This week, the U.S. Food and Drug Administration approved the start of the first human clinical trial for a Zika vaccine, and The Wistar Institute’s David B. Weiner, Ph.D., executive vice president, director of the Vaccine Center, and the W.W. Smith Professor in Cancer Research at Wistar, played a key role in the vaccine’s development.
Outbreaks of the Zika virus have grabbed national headlines as the World Health Organization reported the spread of the virus around the globe. A vaccine for the virus did not exist when these reports started arriving in 2015, prompting a dire need to address this global public health crisis.
Since last fall, Weiner has collaborated with Inovio Pharmaceuticals, Inc., GeneOne Life Science, Inc., Gary P. Kobinger, Ph.D., head of Special Pathogens, National Microbiology Laboratory at the Public Health Agency of Canada, and the University of Pennsylvania, among others, to develop the vaccine.

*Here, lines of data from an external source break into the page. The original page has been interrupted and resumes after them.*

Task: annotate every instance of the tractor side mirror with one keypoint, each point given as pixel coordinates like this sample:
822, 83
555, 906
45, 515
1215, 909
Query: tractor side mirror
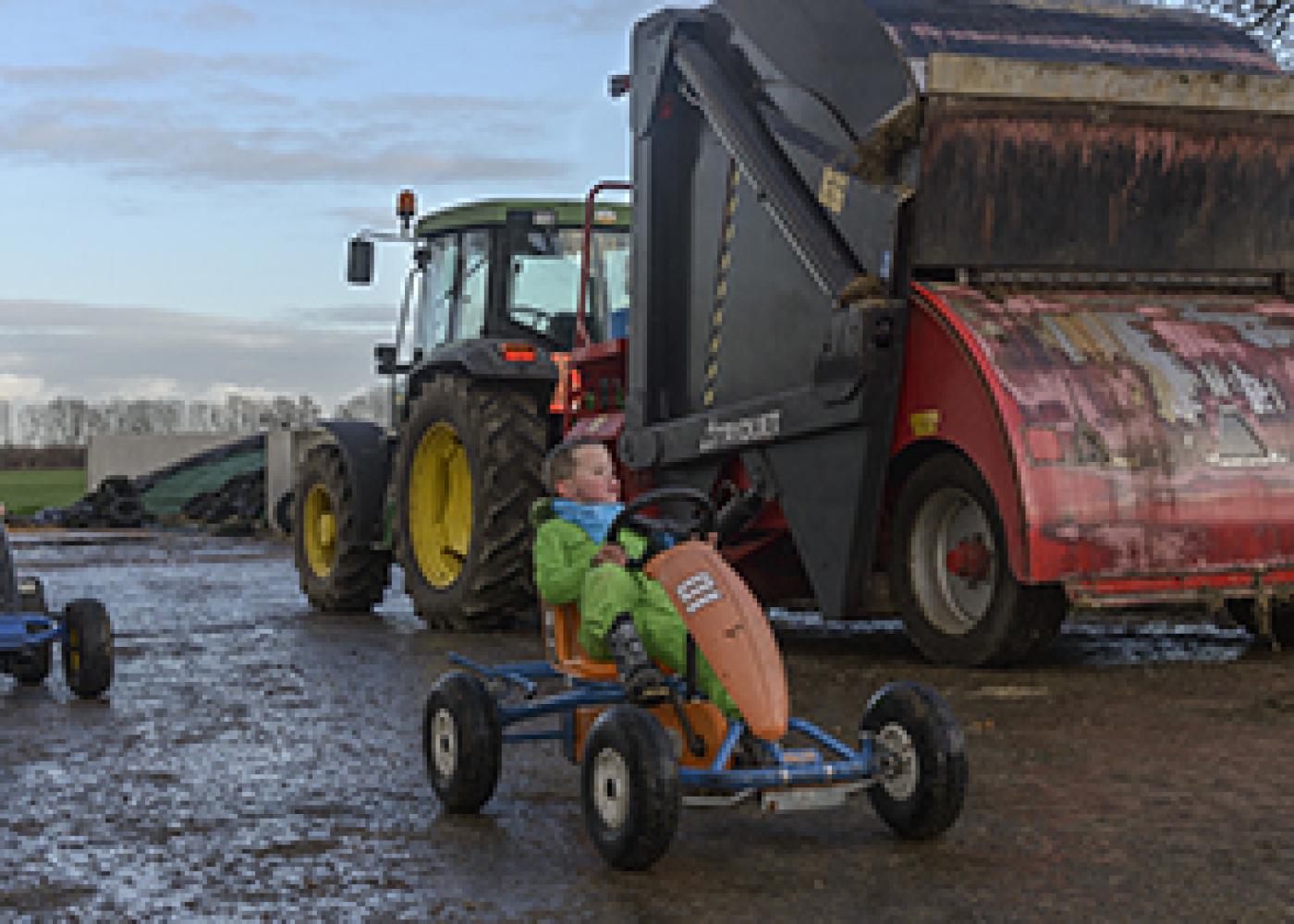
385, 354
359, 261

“We immediately connected to discuss as a team how to tackle the complex issues associated with creating a Zika vaccine,” said Dr. Weiner. “We looked at each other’s strengths and our ability to work earnestly and collaboratively to achieve this goal. At that time, there were a lack of reagents, a lack of understanding of the biology of this virus and no model systems.”
What began as a plan to develop reagents, controls, animal models and potential vaccine candidates for initial testing had ultimately led to a phase I, 40-person trial that will evaluate the safety, tolerability, and effectiveness of the vaccine GLS-5700, manufactured by Inovio and GeneOne. The first participants will begin receiving the vaccine in the next few weeks.

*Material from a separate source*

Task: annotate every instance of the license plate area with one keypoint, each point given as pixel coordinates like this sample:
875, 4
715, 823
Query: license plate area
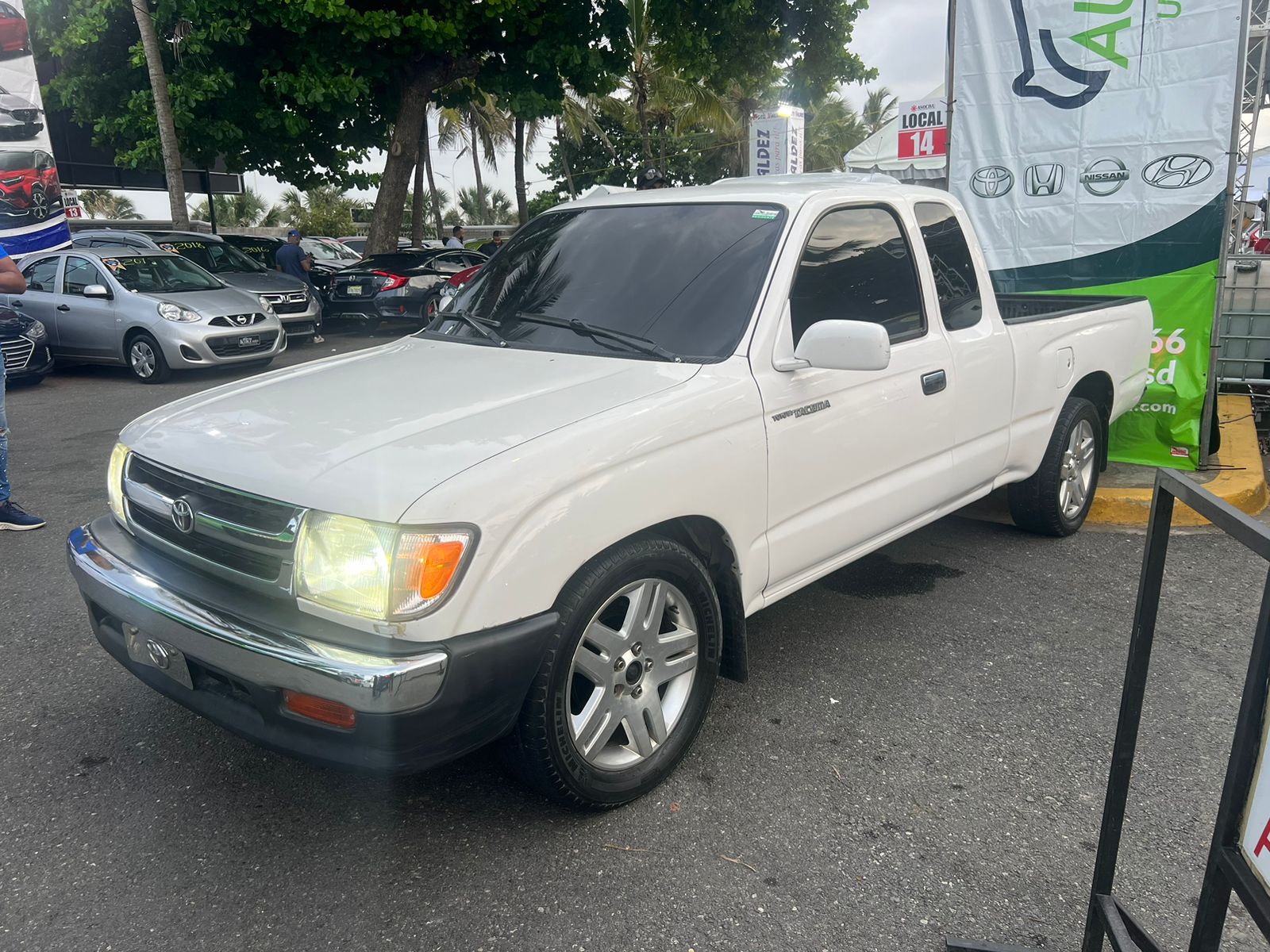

There is currently no vaccine or treatment for Zika virus, a mosquito-borne disease that causes microcephaly in unborn babies, causing them to be born with smaller heads and brains, and Guillain-Barré syndrome, a nervous system disorder that can lead to near total paralysis. It is spreading quickly, with major outbreaks occurring in Africa, Southeast Asia, the Pacific Islands, many South American countries including Brazil, and reports of travel-related Zika cases in the United States.